Out-of-equilibrium spinodal-like scaling behaviors at the thermal first-order transitions of three-dimensional q-state Potts models

Abstract: We study the out-of-equilibrium spinodal-like dynamics of three-dimensional $q$-state Potts systems driven across their thermal first-order transition in the thermodynamic limit, by a relaxational (heat-bath) dynamics. During the evolution, the inverse temperature $β$ increases linearly with time, as $δβ(t)\equiv β(t)- β{\rm fo} \sim t/t_s$, where $β{\rm fo}$ is the inverse temperature at the transition point, $t$ is the time and $t_s$ is a time scale. The dynamics starts at $t_i< 0$ from an ensemble of disordered configurations equilibrated at inverse temperature $β(t_i)<β{\rm fo}$ and ends at positive values of $t$, when the system is ordered (this is analogous to a standard Kibble-Zurek protocol).
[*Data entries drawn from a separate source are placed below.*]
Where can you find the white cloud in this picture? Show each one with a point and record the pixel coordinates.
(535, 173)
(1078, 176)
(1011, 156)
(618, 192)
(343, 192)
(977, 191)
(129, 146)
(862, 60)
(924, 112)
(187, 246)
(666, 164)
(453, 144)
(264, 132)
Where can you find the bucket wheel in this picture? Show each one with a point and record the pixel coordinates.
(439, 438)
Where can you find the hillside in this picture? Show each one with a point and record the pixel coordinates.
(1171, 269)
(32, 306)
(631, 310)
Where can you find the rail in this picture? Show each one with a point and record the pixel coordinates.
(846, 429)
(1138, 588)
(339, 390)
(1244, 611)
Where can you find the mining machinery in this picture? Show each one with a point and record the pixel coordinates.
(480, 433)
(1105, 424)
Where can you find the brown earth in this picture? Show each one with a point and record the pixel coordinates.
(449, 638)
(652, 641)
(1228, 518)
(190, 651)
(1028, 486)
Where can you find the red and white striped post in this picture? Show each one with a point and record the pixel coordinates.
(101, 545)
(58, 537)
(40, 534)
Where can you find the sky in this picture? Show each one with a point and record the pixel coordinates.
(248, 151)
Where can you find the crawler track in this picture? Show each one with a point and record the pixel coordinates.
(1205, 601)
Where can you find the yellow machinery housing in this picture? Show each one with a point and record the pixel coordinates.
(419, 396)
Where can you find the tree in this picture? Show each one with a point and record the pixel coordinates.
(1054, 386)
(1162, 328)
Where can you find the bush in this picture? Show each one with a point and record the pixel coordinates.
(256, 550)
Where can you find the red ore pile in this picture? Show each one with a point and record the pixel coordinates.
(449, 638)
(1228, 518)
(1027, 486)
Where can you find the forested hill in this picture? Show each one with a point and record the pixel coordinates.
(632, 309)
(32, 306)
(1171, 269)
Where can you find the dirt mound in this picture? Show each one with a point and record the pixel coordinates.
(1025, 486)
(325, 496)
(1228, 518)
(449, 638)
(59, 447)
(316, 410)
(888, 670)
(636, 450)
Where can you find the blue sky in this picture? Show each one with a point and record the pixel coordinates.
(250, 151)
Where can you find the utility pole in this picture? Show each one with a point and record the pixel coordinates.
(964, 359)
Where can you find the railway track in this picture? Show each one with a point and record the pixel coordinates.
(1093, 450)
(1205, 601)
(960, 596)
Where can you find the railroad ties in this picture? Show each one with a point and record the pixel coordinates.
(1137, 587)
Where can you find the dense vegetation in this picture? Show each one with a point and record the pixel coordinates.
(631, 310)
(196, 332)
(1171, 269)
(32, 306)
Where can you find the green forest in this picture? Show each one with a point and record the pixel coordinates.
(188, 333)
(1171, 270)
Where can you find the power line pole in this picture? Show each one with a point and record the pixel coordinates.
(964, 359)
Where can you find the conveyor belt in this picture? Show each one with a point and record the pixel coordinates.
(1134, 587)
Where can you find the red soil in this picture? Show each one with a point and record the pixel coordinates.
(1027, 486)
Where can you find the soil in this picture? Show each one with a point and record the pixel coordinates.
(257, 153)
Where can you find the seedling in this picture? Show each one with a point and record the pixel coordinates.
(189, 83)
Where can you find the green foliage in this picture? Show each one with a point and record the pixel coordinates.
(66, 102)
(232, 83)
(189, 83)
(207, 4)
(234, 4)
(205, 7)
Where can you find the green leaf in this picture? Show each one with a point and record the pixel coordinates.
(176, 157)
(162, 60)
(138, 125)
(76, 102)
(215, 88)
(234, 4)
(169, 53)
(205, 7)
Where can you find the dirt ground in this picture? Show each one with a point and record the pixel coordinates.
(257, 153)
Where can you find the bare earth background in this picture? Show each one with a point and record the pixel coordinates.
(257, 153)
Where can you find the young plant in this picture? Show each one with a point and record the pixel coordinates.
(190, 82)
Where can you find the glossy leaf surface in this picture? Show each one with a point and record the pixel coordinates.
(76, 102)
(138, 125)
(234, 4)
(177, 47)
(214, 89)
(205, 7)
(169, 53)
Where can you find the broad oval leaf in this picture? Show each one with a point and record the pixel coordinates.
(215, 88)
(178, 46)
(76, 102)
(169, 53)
The time-dependent energy density shows an out-of-equilibrium scaling behavior in the large-$t_s$ limit, in terms of the scaling variable $t(\ln t)^κ/t_s$. The corresponding exponent turns out to be consistent with $κ=3/2$ (with a good accuracy), which is the value obtained by assuming that the initial nucleation of ordered regions provides the relevant mechanism for the passage from one phase to the other. The scaling behavior implies a spinodal-like phenomenon close to the transition point: the passage from the disordered to the ordered phase, composed of large ordered regions of different color, occurs at $δβ(t)=δβ>0$, where $δβ_$ decreases as $1/(\ln t_s)^{3/2}$ in the large-$t_s$ limit.